Answer: c According to safe patient handling algorithms, a full-body sling with the assistance of the nurse and UAP is indicated because the patient is uncooperative and able to bear only partial weight. Lifting a patient manually has the potential to injure the patient and the care providers. The stand and pivot technique is not indicated because the patient is uncooperative. The stand assist lift is not indicated because the patient is uncooperative.

9. Which nursing diagnosis label is most appropriate for a patient who is experiencing sensory deprivation due to a lack of interaction with others? a. Impaired Verbal Communication b. Sedentary Lifestyle c. Social Isolation d. Disturbed Personal Identity

Answer: c Social isolation is experienced by patients who are unable to be in contact with other people. Patients with impaired verbal communication have difficulty speaking. A sedentary lifestyle may constitute an appropriate nursing diagnosis for patients who have a low physical activity level. Patients who exhibit serious psychological issues concerning identity may suffer from disturbed personal identity.

4. Which area of the central nervous system has most likely sustained damage if a patient exhibits a lack of coordination and an unsteady gait after a traumatic head injury? a. Medulla oblongata b. Articular disk c. Brainstem d. Cerebellum

Answer: d Injury to the cerebellum directly affects a patient's ability to ambulate and control movement. The medulla oblongata regulates heart rate, breathing, blood pressure, and reflexive actions such as vomiting. The articular disk is fibrous connective tissue in the temporomandibular joint, which facilitates jaw movement. The brainstem connects the spinal cord to the hemispheres of the brain.

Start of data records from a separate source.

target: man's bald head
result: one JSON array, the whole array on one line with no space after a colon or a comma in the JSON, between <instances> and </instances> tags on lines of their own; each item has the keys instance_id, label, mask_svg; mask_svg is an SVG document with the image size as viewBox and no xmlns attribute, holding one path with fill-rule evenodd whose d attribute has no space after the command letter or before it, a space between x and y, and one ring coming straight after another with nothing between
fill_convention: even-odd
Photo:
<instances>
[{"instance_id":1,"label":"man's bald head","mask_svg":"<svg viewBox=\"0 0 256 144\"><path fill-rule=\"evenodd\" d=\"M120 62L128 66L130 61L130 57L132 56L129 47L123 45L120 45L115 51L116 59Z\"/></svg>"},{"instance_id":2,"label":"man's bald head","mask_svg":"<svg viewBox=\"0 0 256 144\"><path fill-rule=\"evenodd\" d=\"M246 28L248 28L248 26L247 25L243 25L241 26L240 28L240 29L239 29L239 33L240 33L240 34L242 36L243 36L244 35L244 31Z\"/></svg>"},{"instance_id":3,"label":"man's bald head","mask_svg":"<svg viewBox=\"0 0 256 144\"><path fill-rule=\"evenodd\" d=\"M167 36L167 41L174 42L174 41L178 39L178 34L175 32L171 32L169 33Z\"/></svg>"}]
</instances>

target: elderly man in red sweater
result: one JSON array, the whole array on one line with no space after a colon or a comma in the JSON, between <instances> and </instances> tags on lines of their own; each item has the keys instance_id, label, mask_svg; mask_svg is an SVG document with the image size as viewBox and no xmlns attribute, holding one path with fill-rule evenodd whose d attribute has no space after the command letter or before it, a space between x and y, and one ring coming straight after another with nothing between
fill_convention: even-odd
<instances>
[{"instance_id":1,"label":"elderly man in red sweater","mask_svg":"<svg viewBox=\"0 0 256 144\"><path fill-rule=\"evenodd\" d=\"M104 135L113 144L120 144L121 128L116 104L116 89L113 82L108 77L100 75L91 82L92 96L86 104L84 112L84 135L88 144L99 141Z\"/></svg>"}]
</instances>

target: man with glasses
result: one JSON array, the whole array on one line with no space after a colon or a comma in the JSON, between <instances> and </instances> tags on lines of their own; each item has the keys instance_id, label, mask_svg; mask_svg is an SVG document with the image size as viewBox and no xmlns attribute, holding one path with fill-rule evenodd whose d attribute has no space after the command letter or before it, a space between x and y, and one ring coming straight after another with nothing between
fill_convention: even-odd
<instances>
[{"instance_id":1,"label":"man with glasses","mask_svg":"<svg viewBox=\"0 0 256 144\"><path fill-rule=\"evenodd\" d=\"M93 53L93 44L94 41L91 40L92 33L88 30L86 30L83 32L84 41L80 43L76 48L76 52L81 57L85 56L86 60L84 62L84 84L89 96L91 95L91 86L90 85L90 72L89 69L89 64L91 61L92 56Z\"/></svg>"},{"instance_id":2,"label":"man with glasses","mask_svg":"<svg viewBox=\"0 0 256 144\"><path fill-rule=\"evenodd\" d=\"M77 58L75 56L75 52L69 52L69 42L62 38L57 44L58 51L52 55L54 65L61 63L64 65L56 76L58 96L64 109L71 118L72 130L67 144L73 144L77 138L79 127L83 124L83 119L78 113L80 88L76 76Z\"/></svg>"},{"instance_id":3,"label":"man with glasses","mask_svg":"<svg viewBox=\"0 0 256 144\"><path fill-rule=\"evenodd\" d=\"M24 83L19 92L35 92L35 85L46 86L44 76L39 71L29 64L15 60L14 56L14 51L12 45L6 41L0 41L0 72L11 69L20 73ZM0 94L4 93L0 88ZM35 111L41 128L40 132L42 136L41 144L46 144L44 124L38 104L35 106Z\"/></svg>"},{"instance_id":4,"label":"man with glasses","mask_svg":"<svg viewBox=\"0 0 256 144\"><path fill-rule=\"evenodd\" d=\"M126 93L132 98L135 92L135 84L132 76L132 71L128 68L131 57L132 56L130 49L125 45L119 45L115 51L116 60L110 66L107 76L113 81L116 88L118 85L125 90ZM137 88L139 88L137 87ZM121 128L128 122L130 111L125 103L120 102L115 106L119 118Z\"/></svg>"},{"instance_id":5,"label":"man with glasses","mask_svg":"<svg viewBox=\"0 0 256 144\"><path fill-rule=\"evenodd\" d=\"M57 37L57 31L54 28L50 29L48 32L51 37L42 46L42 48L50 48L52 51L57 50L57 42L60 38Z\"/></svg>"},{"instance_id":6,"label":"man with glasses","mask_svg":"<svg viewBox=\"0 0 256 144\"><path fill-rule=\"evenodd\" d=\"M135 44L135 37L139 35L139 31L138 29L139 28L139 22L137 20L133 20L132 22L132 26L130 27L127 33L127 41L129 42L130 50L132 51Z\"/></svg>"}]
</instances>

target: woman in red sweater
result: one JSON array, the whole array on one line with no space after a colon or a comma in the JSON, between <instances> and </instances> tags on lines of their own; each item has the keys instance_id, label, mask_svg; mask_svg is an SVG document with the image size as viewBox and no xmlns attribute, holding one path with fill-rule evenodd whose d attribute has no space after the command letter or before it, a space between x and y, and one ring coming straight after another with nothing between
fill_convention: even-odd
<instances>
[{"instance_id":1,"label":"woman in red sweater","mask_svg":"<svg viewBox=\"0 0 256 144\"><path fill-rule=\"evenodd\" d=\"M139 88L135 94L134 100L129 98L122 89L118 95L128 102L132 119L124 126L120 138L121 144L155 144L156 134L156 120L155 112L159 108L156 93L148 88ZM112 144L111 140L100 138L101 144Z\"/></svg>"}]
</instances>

7. Identify all nursing interventions that are necessary when caring for a quadriplegic patient injured 2 years earlier in a motor vehicle accident. (Select all that apply.) a. Monitoring respiratory status and breathing difficulties b. Assisting with feeding and ADLs c. Developing a care plan with the patient's power of attorney d. Using mechanical lifts to assist with transferring the patient e. Placing a gait belt around the patient's waist before ambulation

Answers: a, b, d Quadriplegia is the result of a high spinal cord injury that affects a patient's ability to breathe without mechanical assistance and severely limits the patient's ability to move all extremities. Most quadriplegics are confined to a wheelchair and unable to ambulate even with assistance. Mechanical lifts should be used to safely transfer this type of patient. Quadriplegic patients should be given the opportunity to direct their care and fully participate in setting care plan goals.

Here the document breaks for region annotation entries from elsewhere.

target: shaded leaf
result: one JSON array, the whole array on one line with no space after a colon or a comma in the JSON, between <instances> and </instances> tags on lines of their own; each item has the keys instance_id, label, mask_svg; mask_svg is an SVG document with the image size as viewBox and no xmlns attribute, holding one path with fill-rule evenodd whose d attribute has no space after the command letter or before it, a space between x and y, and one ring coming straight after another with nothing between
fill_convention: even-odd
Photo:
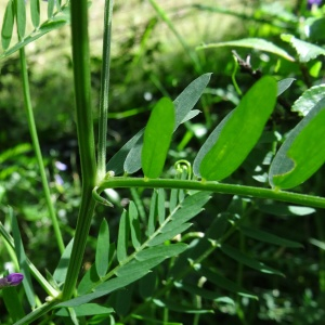
<instances>
[{"instance_id":1,"label":"shaded leaf","mask_svg":"<svg viewBox=\"0 0 325 325\"><path fill-rule=\"evenodd\" d=\"M289 239L282 238L280 236L276 236L274 234L271 234L265 231L257 230L257 229L250 229L247 226L240 226L240 231L244 233L244 235L269 244L274 244L278 246L284 247L291 247L291 248L301 248L303 247L300 243L292 242Z\"/></svg>"},{"instance_id":2,"label":"shaded leaf","mask_svg":"<svg viewBox=\"0 0 325 325\"><path fill-rule=\"evenodd\" d=\"M145 177L155 179L162 172L173 129L173 104L164 98L155 105L144 130L141 164Z\"/></svg>"},{"instance_id":3,"label":"shaded leaf","mask_svg":"<svg viewBox=\"0 0 325 325\"><path fill-rule=\"evenodd\" d=\"M213 48L222 48L222 47L239 47L239 48L249 48L255 49L263 52L269 52L282 56L288 61L295 61L295 58L289 55L286 51L278 48L277 46L273 44L272 42L265 41L261 38L244 38L234 41L226 41L226 42L218 42L211 44L204 44L202 47L196 48L197 50L205 50L205 49L213 49Z\"/></svg>"},{"instance_id":4,"label":"shaded leaf","mask_svg":"<svg viewBox=\"0 0 325 325\"><path fill-rule=\"evenodd\" d=\"M11 0L6 4L2 28L1 28L1 43L3 50L6 50L10 46L13 25L14 25L14 0Z\"/></svg>"},{"instance_id":5,"label":"shaded leaf","mask_svg":"<svg viewBox=\"0 0 325 325\"><path fill-rule=\"evenodd\" d=\"M296 126L275 155L269 173L277 188L308 180L325 161L325 99Z\"/></svg>"},{"instance_id":6,"label":"shaded leaf","mask_svg":"<svg viewBox=\"0 0 325 325\"><path fill-rule=\"evenodd\" d=\"M324 98L325 84L314 86L303 92L292 105L291 110L298 112L301 116L306 116Z\"/></svg>"},{"instance_id":7,"label":"shaded leaf","mask_svg":"<svg viewBox=\"0 0 325 325\"><path fill-rule=\"evenodd\" d=\"M95 265L100 277L104 276L108 270L109 256L109 230L108 223L103 219L96 243Z\"/></svg>"},{"instance_id":8,"label":"shaded leaf","mask_svg":"<svg viewBox=\"0 0 325 325\"><path fill-rule=\"evenodd\" d=\"M283 273L281 273L280 271L273 269L273 268L270 268L268 265L265 265L264 263L253 259L253 258L250 258L249 256L247 256L246 253L243 253L240 250L238 249L235 249L231 246L227 246L225 244L223 244L221 246L221 250L222 252L224 252L226 256L231 257L232 259L234 259L235 261L246 265L246 266L249 266L251 269L255 269L255 270L258 270L262 273L269 273L269 274L276 274L276 275L282 275L284 276Z\"/></svg>"},{"instance_id":9,"label":"shaded leaf","mask_svg":"<svg viewBox=\"0 0 325 325\"><path fill-rule=\"evenodd\" d=\"M292 35L285 34L282 35L281 38L292 46L297 51L300 62L309 62L318 55L325 55L325 50L323 48L302 41Z\"/></svg>"},{"instance_id":10,"label":"shaded leaf","mask_svg":"<svg viewBox=\"0 0 325 325\"><path fill-rule=\"evenodd\" d=\"M245 94L239 105L214 130L217 142L203 146L199 173L206 180L219 181L234 172L258 142L276 102L276 82L263 77ZM216 135L214 135L216 136ZM203 152L203 153L202 153ZM197 164L197 162L196 162Z\"/></svg>"},{"instance_id":11,"label":"shaded leaf","mask_svg":"<svg viewBox=\"0 0 325 325\"><path fill-rule=\"evenodd\" d=\"M23 0L24 1L24 0ZM30 35L26 36L23 40L18 41L13 47L9 48L6 51L0 54L0 58L6 57L14 52L18 51L23 47L29 44L30 42L35 41L36 39L42 37L47 32L57 29L62 26L65 26L69 23L69 6L66 5L60 14L55 15L55 18L50 22L43 23L37 30L32 31Z\"/></svg>"}]
</instances>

3. What bony prominences are at greatest risk for skin breakdown on a patient who is restricted to bed rest and placed in the side-lying position? (Select all that apply.) a. Sternum b. Ears c. Elbows d. Hips e. Coccyx

Answers: b, c, d The patient's ears, elbows, and hips are in contact with the bed surface in the side-lying position. Breakdown on the sternum would be a potential risk if the patient were in prone position. The coccyx experiences the most pressure when a patient is sitting or in the supine position.